Menschenrechtsexperten sprechen von institutionellem Rassismus.

Am Montag nahm der UN-Menschenrechtsrat den „Bericht der Arbeitsgruppe von Sachverständigen“ der Vereinten Nationen „… zu Menschen afrikanischer Abstammung über ihre Mission in Deutschland“ entgegen. Dort wird ein struktureller Rassismus gegen Schwarze in der Bundesrepublik festgestellt und mit zahlreichen Einzelbeobachtungen belegt: „Sie werden Ziele und sind Opfer ­von rassistischer Gewalt und Hasskriminalität. Sie fürchten um ihre Sicherheit und meiden gewisse Orte, weil sie glauben, angegriffen zu werden. Sie sind rassischer Diskriminierung seitens ihrer Schulkameraden, Lehrer und Arbeitskollegen ausgesetzt sowie strukturellem Rassismus durch die ­Regierung und das Justizsystem.“

In dem Bericht wird des Weiteren das „Racial Profiling“, also das verdachtsunabhängige, gezielte Kontrollieren von schwarzen Menschen durch die Polizei kritisiert. Auch dass die schwarze Bevölkerung bei staatlichen Behörden nur ungenügenden Schutz erhält, wird berichtet.

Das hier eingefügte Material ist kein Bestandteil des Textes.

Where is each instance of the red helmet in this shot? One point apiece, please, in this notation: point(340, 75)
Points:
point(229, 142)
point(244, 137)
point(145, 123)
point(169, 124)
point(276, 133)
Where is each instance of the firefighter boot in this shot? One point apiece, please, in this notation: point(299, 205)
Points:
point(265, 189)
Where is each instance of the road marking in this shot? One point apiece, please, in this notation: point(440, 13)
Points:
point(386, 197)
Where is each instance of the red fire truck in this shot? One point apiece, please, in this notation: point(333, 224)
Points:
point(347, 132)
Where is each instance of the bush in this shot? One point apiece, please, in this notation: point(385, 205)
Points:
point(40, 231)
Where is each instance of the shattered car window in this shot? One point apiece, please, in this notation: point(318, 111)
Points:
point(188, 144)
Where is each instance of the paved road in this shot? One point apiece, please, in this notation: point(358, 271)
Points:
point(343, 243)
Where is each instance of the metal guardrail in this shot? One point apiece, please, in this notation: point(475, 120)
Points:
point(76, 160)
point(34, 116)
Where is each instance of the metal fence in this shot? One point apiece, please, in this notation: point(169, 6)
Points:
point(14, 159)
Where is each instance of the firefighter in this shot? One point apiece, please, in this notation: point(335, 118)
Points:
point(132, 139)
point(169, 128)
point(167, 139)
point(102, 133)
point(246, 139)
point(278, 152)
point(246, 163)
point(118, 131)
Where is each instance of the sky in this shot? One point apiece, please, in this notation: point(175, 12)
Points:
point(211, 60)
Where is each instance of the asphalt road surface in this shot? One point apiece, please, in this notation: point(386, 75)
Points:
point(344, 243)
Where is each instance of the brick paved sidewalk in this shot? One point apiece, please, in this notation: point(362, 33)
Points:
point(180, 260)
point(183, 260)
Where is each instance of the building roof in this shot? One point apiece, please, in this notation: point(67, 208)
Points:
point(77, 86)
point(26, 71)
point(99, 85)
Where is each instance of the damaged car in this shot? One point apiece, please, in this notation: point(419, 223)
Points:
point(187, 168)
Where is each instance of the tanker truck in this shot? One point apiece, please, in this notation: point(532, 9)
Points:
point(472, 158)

Einen besonderen Fokus legen die Sachverständigen auf unaufgeklärte Todesfälle von Schwarzen in Deutschland: Ousman Sey in Dortmund, Christy Schwundeck in Frankfurt/Main, Slieman Hamade in Berlin, Maria El-Sherbini in Dresden, Mohammed Sillah in Remscheid, Dominique Koumadio in Dortmund, Laye-Alama Condé in Bremen, Achidi John in Bremen, Amir Ageeb in Frankfurt/Main, und N’deye Mariame Sarr. Auch der in der Dessauer Polizeizelle verbrannte Oury Jalloh wird benannt.

Der Bericht basiert unter anderem auf dem einwöchigen Deutschlandbesuch der drei UN-Sachverständigen Mireille Fanon-Mendès-France, Sabelo Gumedze und Ricardo Sunga. Dabei wurden verschiedene Organisationen besucht und es wurde mit Zeugen gesprochen. Die Bundesregierung reagierte auf den ihr am Montag vorgelegten Bericht, sie hoffe, mögliche „Missverständnisse und Ungenauigkeiten“ aufdecken zu können und wünsche „weitere Klarstellung“.